BLBG:Treasuries Hold Gains On Europe Debt-Crisis Concern
Treasuries held onto gains from the past three days on speculation Spain’s bailout request for its banks will fail to keep Europe’s debt crisis from spreading.
Yields on 10-year notes maintained a slide from this month’s high as Italy’s borrowing costs climbed yesterday to the most since January after Spain asked for as much as 100 billion euros ($125 billion) of aid to rescue its lenders. Bill Gross, who runs the world’s biggest bond fund at Pacific Investment Management Co., increased its holdings of Treasuries in May. The U.S. will auction $66 billion of notes this week, starting with $32 billion of three-year securities today.
“We haven’t seen any ultimate solution to Europe’s debt crisis, and it’s possible that we won’t see any in the near future,” said Kazuaki Oh’e, a debt salesman in Tokyo at CIBC World Markets Japan Inc., a unit of Canada’s fifth-largest lender. “The markets will likely remain risk averse, and the safety bid will continue to support Treasuries.”
The 10-year yield was little changed at 1.6 percent as of 1:56 p.m. in Tokyo, Bloomberg Bond Trader data show. The 1.75 percent security maturing in May 2022 changed hands at 101 11/32. The rate dropped five basis points yesterday, after touching 1.73 percent, matching the May 30 high.
The MSCI Asia Pacific Index of shares lost 0.7 percent after the Standard & Poor’s 500 Index fell 1.3 percent yesterday. Japan’s benchmark 10-year yield declined 1 1/2 basis points to 0.85 percent.
Greek Elections
Italy’s 10-year debt dropped yesterday with the yields jumping 26 basis points, the most since Dec. 8, to 6.03 percent, the highest since January. The nation on June 14 is scheduled to auction debt maturing in 2015, 2019 and 2020.
Italy has 2 trillion euros of debt, more as a share of its economy than any developed nation other than Greece and Japan.
Greece will hold elections on June 17 after the voting last month failed to produce a viable governing majority.
“All eyes now are on Greece and Italy, so the European crisis isn’t over,” said Ray Remy, head of fixed income in New York at Daiwa Capital Markets America Inc., one of 21 primary dealers that trade directly with the Federal Reserve.
The three-year Treasuries being sold today yielded 0.365 percent in pre-auction trading, compared with 0.36 percent at the previous offering on May 8. Investors bid for 3.65 times the amount for sale last month, more than the average of 3.38 for the previous 10 auctions.

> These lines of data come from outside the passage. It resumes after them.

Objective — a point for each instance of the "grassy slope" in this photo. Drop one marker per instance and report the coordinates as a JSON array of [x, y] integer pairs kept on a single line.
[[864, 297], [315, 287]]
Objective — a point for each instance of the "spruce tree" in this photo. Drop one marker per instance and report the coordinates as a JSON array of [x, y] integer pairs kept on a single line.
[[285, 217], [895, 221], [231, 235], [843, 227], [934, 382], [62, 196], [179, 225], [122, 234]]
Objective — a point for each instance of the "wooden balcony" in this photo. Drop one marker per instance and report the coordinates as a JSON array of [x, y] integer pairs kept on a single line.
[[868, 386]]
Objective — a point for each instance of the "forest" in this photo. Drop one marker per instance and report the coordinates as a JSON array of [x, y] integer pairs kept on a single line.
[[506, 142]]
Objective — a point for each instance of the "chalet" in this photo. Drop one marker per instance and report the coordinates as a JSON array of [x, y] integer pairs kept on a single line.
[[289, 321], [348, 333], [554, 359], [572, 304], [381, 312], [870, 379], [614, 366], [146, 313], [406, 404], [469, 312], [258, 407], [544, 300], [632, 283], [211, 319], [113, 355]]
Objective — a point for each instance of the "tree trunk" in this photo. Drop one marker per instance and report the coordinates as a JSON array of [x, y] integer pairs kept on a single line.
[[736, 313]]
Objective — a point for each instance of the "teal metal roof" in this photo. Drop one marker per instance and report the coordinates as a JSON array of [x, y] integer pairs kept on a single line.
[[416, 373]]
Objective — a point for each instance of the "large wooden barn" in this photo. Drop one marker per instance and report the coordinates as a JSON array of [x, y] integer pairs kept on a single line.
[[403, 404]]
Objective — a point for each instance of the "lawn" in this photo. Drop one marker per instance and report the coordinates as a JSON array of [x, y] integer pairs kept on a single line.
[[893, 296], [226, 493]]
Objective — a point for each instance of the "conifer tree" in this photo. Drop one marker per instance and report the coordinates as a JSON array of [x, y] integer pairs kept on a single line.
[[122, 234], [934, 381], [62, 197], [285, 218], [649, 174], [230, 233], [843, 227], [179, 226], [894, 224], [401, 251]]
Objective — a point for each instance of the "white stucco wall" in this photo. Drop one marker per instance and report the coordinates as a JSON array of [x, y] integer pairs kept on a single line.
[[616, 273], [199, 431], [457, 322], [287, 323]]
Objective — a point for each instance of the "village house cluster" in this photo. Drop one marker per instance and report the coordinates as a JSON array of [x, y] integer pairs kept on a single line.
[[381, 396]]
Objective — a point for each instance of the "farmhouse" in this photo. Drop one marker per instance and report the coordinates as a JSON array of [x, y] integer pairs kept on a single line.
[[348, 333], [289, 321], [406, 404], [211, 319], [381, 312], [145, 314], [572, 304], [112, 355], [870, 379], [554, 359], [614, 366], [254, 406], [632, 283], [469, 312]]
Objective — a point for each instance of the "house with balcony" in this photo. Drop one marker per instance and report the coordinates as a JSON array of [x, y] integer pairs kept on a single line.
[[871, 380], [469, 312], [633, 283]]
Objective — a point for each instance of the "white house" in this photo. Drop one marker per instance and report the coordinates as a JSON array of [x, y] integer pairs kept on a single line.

The government will sell $21 billion of 10-year notes tomorrow and $13 billion of 30-year bonds the following day.
Treasury Returns
U.S. government securities have gained 3.2 percent this quarter through yesterday, compared with a 1.9 percent return on the nation’s corporate debt, Bank of America Merrill Lynch data showed. The MSCI (MXAP) All Country World Index of equities handed investors a 9.3 percent loss including reinvested dividends over the same period, as concern Greece will exit the euro and signs the U.S. economic recovery is losing momentum prompted investors to shun riskier assets.
“Investors clearly have no intention of shifting their money into riskier assets like stocks and corporate bonds at the moment,” said CIBC’s Oh’e. “I expect the Treasury auctions this week to fare well.”
Pimco’s Gross raised the proportion of U.S. government and Treasury debt in the $260 billion Total Return Fund (PTTRX), bringing it up to 35 percent from 31 percent of its record asset holdings in April, Newport Beach, California-based Pimco said on its website. Holdings of mortgages dropped to 52 percent from 53 percent.
Operation Twist
The Federal Reserve plans to buy as much as $2.25 billion of Treasuries due from February 2036 to May 2042 today under its program known as Operation Twist to replace holdings of shorter- term securities with longer-term bonds, according to the Fed Bank of New York’s website.
The Fed bought $2.3 trillion of bonds in two rounds of so- called quantitative easing, or QE, from December 2008 to June 2011 to cap borrowing costs and stimulate the economy.
Fed Bank of Atlanta President Dennis Lockhart said yesterday recent U.S. economic reports indicate the recovery may be losing momentum. Lockhart, who has a vote on the Federal Open Market Committee this year, reiterated his view that policy makers need to take further action to stimulate the economy if it becomes clear growth is slowing.
Boston Fed President Eric Rosengren said last week the Fed has “some flexibility” for more easing, while Fed Vice Chairman Janet Yellen said that “stalled” improvement in the labor market and weak financial conditions could call for more accommodation. The FOMC is scheduled to meet June 19-20.
“The market is pricing in some action from the Fed, and the focus has clearly shifted to QE,” Eric Green, head of rate strategy in New York at TD Securities Inc., wrote in a note to clients today, referring to quantitative easing.